Os riscos representados pela desaceleração econômica nos Estados Unidos são maiores do que os representados pela inflação, afirmam analistas econômicos americanos ouvidos pela BBC Brasil. Os analistas elogiaram a decisão do Federal Reserve (Fed, como é conhecido o Banco Central americano), anunciada nesta quarta-feira, de manter a taxa básica de juros inalterada nos Estados Unidos, em 2% ao ano.

A decisão representou o fim de uma seqüência de sete cortes consecutivos na taxa.

''Foi a decisão certa, a de tirar uma pausa e esperar para ver. O mais importante foi que o Fed divulgou uma declaração que enfatiza mais as preocupações em relação ao crescimento do que com o temor inflacionário'', afirma Christian Weller, professor da Universidade de Massachusetts, em Boston, e pesquisador do instituto de pesquisas Center for American Progress.

''É a ênfase correta. Primeiro, é preciso que acertemos a situação do crescimento'', acrescenta Weller.

Em seu comunicado, o Fed afirma que tem havido uma desaceleração do mercado de trabalho americano, que ''os mercados financeiros permanecem sob forte estresse'' e que a atual contração do setor imobiliário e o aumento de preços de energia deverão ter um peso sobre o crescimento econômico nos próximos trimestres.

O documento acrescenta ainda que o Fed espera que a inflação seja moderada ao longo deste e do próximo ano, mas acrecenta que ''dados os contínuos aumentos nos preços de energia e de outras commodities'', a ''incerteza a respeito da inflação permanece elevada''.

"Mãos atadas"
Weller diz que a decisão do Fed de manter inalterada a taxa de juros demonstra que ''suas mãos estão atadas'', uma vez que, dada a atual fragilidade da economia do país, o banco prefere não correr o risco de promover novos cortes no momento, mas prefere torcer para que a situação melhore naturalmente, ainda que, dentro de alguns meses, devido ao temor inflacionário, tenha de elevar as taxas de juros.

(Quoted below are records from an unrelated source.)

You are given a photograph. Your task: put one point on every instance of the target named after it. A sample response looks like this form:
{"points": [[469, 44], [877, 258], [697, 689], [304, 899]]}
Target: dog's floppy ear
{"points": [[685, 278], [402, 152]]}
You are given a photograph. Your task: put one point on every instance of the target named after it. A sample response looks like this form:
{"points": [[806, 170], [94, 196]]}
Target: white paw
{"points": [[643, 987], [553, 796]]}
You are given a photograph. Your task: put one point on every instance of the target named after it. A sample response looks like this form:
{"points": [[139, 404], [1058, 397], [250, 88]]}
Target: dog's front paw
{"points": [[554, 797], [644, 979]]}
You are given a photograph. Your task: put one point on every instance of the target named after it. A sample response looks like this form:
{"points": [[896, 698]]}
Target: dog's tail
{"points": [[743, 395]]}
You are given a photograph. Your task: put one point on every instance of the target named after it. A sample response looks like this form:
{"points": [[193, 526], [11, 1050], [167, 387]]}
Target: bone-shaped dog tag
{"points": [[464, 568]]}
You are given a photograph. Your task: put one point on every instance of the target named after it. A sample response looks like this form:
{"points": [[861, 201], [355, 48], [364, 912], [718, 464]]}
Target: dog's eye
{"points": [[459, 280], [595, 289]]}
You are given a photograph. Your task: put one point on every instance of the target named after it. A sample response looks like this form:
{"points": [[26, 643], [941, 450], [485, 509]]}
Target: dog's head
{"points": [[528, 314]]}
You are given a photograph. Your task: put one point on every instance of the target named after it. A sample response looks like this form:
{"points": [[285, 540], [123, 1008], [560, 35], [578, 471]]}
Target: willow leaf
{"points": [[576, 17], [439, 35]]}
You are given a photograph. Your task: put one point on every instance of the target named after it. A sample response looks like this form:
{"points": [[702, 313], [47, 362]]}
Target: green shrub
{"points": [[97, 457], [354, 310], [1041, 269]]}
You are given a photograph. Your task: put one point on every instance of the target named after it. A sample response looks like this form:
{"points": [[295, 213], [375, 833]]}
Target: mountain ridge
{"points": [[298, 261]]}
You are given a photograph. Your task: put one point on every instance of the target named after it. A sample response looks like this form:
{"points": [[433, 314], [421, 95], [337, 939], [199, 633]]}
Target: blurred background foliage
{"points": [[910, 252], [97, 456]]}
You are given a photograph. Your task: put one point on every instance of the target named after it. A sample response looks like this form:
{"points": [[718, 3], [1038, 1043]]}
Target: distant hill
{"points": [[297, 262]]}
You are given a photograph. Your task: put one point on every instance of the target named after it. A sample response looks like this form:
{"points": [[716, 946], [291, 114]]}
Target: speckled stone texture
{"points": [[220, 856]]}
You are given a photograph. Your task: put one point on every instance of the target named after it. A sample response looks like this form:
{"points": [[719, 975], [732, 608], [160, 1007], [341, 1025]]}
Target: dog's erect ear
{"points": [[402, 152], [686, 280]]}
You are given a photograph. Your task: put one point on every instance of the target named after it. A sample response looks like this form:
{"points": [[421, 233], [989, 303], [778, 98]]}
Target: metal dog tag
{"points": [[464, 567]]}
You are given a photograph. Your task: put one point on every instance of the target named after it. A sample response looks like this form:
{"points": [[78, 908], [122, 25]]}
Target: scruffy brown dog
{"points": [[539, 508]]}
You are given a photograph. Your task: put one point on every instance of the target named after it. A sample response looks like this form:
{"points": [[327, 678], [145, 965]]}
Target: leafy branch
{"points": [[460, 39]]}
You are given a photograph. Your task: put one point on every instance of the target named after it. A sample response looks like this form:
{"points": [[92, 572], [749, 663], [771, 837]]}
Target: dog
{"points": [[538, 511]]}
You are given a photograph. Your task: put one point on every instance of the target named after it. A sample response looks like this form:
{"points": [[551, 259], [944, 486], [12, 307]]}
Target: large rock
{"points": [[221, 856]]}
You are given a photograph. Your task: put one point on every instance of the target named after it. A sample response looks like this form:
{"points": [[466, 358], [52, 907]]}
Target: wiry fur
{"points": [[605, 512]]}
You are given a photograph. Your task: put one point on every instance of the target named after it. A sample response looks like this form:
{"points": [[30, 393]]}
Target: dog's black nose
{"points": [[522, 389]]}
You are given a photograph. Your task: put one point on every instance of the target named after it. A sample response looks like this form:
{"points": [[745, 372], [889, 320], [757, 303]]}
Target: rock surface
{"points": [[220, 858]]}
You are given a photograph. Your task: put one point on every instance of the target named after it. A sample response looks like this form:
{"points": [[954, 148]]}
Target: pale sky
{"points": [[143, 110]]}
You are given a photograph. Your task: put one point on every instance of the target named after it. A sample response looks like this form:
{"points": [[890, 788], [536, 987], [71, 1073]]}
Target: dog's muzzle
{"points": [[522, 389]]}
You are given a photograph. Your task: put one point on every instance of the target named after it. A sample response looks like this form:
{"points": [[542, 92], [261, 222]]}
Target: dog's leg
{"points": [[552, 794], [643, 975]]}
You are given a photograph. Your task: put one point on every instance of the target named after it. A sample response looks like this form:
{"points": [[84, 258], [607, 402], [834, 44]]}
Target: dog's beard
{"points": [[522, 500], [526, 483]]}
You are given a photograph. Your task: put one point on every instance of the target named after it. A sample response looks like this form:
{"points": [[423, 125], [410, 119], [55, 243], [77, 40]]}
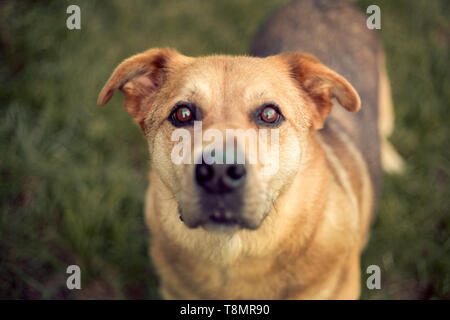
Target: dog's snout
{"points": [[220, 178]]}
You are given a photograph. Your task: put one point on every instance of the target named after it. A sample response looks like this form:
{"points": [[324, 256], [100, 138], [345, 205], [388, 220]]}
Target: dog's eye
{"points": [[269, 114], [182, 114]]}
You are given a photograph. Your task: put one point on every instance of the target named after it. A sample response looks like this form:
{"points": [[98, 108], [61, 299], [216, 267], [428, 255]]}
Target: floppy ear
{"points": [[139, 77], [322, 85]]}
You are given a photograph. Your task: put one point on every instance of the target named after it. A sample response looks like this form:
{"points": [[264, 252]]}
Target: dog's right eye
{"points": [[183, 114]]}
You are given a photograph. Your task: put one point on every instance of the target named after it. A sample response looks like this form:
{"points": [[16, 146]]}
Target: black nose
{"points": [[220, 178]]}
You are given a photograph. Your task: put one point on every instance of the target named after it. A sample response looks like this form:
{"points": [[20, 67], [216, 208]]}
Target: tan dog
{"points": [[227, 231]]}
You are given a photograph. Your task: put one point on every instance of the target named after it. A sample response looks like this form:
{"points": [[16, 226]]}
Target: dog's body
{"points": [[310, 220]]}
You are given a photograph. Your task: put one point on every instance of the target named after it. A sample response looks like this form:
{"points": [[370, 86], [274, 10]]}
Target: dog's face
{"points": [[276, 102]]}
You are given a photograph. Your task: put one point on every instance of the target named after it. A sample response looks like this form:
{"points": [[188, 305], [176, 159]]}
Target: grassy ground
{"points": [[73, 176]]}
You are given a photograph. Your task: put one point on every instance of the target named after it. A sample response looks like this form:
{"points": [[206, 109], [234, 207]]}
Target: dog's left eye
{"points": [[182, 114], [269, 114]]}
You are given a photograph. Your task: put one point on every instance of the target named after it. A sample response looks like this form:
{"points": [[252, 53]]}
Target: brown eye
{"points": [[270, 114], [182, 114]]}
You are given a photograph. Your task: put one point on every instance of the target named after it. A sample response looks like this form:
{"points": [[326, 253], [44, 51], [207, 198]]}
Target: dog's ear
{"points": [[139, 77], [321, 85]]}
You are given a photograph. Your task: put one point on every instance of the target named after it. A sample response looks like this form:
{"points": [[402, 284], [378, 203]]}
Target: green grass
{"points": [[73, 176]]}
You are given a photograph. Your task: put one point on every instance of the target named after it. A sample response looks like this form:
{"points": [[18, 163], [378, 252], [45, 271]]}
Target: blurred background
{"points": [[73, 176]]}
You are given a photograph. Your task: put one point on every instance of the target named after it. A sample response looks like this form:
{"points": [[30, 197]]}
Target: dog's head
{"points": [[227, 135]]}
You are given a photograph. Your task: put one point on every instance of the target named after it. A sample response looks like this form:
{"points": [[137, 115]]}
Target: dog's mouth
{"points": [[219, 220]]}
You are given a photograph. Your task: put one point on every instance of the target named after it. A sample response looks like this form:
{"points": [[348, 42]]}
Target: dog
{"points": [[227, 231]]}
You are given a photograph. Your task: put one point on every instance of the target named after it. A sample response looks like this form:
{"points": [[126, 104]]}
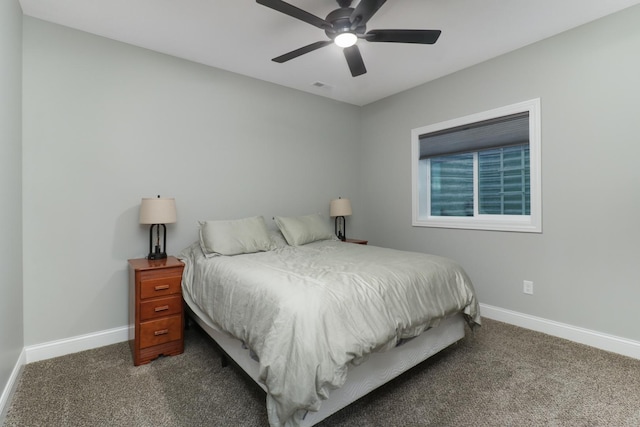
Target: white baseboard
{"points": [[65, 346], [588, 337], [10, 388]]}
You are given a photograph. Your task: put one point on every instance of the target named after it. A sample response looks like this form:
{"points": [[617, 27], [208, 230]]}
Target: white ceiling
{"points": [[242, 36]]}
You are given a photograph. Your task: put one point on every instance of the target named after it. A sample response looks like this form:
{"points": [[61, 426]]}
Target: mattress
{"points": [[308, 312]]}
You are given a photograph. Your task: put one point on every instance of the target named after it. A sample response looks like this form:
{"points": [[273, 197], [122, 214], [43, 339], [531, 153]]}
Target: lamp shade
{"points": [[340, 207], [159, 210]]}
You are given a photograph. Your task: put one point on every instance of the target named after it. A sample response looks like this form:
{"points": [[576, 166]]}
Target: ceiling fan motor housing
{"points": [[341, 23]]}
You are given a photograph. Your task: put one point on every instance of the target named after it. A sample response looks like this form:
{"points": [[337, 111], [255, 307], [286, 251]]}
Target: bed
{"points": [[317, 322]]}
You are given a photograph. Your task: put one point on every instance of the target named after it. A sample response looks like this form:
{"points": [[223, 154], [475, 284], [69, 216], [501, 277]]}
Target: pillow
{"points": [[301, 230], [233, 237]]}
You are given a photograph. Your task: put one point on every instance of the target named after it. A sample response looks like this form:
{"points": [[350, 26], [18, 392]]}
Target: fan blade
{"points": [[403, 36], [354, 60], [306, 49], [364, 11], [294, 12]]}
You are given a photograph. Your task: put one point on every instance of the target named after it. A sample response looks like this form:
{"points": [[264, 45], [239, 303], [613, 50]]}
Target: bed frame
{"points": [[377, 370]]}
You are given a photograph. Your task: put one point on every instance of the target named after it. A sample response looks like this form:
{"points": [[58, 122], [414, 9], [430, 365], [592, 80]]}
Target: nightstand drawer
{"points": [[159, 307], [159, 331], [160, 286]]}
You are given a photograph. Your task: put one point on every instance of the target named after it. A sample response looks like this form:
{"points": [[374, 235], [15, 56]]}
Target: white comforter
{"points": [[308, 311]]}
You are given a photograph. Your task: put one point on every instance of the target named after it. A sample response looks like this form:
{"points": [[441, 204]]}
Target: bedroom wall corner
{"points": [[108, 123], [584, 263], [11, 288]]}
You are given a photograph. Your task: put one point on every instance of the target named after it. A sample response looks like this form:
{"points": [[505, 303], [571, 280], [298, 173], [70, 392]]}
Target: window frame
{"points": [[420, 174]]}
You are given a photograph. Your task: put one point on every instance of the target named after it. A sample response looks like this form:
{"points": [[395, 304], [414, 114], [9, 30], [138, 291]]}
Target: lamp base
{"points": [[157, 254]]}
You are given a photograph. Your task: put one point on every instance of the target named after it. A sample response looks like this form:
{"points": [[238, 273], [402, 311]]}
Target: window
{"points": [[479, 172]]}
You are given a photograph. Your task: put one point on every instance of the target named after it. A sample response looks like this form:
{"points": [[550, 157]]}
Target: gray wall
{"points": [[585, 264], [11, 324], [106, 123]]}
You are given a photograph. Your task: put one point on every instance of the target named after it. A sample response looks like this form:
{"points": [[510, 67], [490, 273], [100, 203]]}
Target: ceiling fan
{"points": [[344, 26]]}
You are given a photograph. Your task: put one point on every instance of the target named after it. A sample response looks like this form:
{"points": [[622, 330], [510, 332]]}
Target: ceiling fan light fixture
{"points": [[345, 39]]}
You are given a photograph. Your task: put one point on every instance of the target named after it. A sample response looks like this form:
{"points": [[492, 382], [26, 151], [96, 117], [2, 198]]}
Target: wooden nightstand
{"points": [[357, 241], [155, 308]]}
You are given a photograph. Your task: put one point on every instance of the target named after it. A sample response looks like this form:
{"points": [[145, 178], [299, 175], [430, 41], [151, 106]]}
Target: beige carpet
{"points": [[499, 375]]}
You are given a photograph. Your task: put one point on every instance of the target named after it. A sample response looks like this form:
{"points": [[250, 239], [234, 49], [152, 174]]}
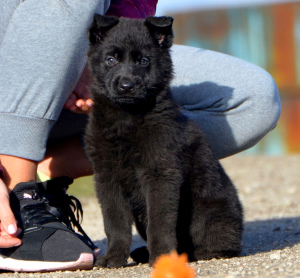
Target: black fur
{"points": [[152, 165]]}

Weller acredita que não se deve superestimar o papel dos corte de juros promovido pelo Fed, visto que ''as taxas de juros que realmente importam, as de longo prazo, que permitem investimentos em negócios e que pessoas comprem imóveis, não registraram queda, o que mostra uma certa ineficácia nas políticas do Fed''.

Para Josh Bivens, economista do Economic Policy Institute, de Washington, o problema é que ''o risco da inflação parte de fatores sobre os quais não há controle, como o mercado mundial de petróleo e os preços mundiais de alimentos. Estes fatores são precoupantes, mas não há muito que o Fed possa fazer sobre eles''.

Muito mais preocupante, comenta Bivens, é o fato de que ''foram registradas perdas de postos de trabalho em todos os meses de 2008''.

A ênfase na inflação, afirma o economista, se deve ao fato de que o Fed ''é um pouco tendencioso no que diz respeito a enfatizar a batalha contra a inflação em detrimento à batalha em manter desemprego baixo, em parte porque boa parte do 'público do Fed' são os mercados financeiros''.

Na visão de Bivens, não tomar uma ação no momento, mas alertar para os riscos da inflação é uma forma que o Fed encontrou de ''ganhar um pouco de tempo e esperar que as coisas melhorem por conta própria''.

''Não é uma medida ruim, mas eu preferiria que o Fed seguisse cortando juros. Mas, devido às fortes pressões que eles enfrentam, essa não é uma possibilidade no momento'', diz o economista.

Outro analista, Mark Bloomfield, economista do American Council for Capital Formation, de Washington, também bate na tecla de que o Fed conta com poucas opções, além daquelas a que já recorreu.

''Existem duas alavancas. Uma é a política monetária, como a de cortar juros, e a outra é a política fiscal, à qual o governo já recorreu, como no envio de cheques e no pacote econômico'', afirma.

Os comentários do economista se referem à decisão do governo Bush de pressionar por um pacote de US$ 150 bilhões, que ofereceu isenção fiscal e incentivou a compra de equipamentos para empresas e a restituição de impostos a famílias de renda mínima, através de cheques de US$ 600, enviados pelo correio a indivíduos com renda mínima inferior a US$ 3.000.

O problema, segundo Bloomfield é que em vez de usar esses cheques ''para consumir e assim estimular a economia'', elas estão usando-os ''para saldar dívidas e para pagar a gasolina que os leva ao trabalho''.